A wild kid with amber skin offers a bowl of water…A working woman shares her blanket on an icy night…An Indian woman hides her distress behind a radiant smile…An executioner, the ax in his hand, whispers into the ears of the condemned: You will feel nothing…A monk is happy to pass on his teachings to these rustic beings…A master gives an unknown woman his two dogs without which she would not survive…An anonymous person offers the bread of reconciliation…A crazy person prefers freedom to wisdom…An old couple has forgotten all but the most important…A dying man wishes a long life to a travelling woman…An artist recreates a face without even having seen it…In the storm a sailor sings to chase away his fear…A tyrant regrets having forgotten his people…A prisoner treats his prison mate as a brother…At the theatre, the spectators show they have as much talent as the playwright…A mother is lost in tears of gratitude for she who has brightened up her son’s smile…
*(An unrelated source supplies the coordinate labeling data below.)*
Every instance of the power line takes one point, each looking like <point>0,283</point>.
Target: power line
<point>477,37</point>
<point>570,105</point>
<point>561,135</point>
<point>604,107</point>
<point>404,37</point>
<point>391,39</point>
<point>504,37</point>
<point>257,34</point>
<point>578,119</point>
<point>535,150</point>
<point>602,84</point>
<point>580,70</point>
But as soon as remembered these memories start to be dislodged too. Soon only the most radiant will remain.

The first look exchanged that morning at the corner of the woods.

That one held on so well that it led to another heartbeat, unexpected, insolent.

Because how could one think of that moment without hoping for the next, and all the others that would come.

Suddenly, in the middle of nothing, before forgetfulness sucked them up completely, the lovers’ hearts got going again.

The Nothing, surprised by this unexpected but stubborn counterpoint, started fearing that it was losing ground.

And it sent them where they had come from.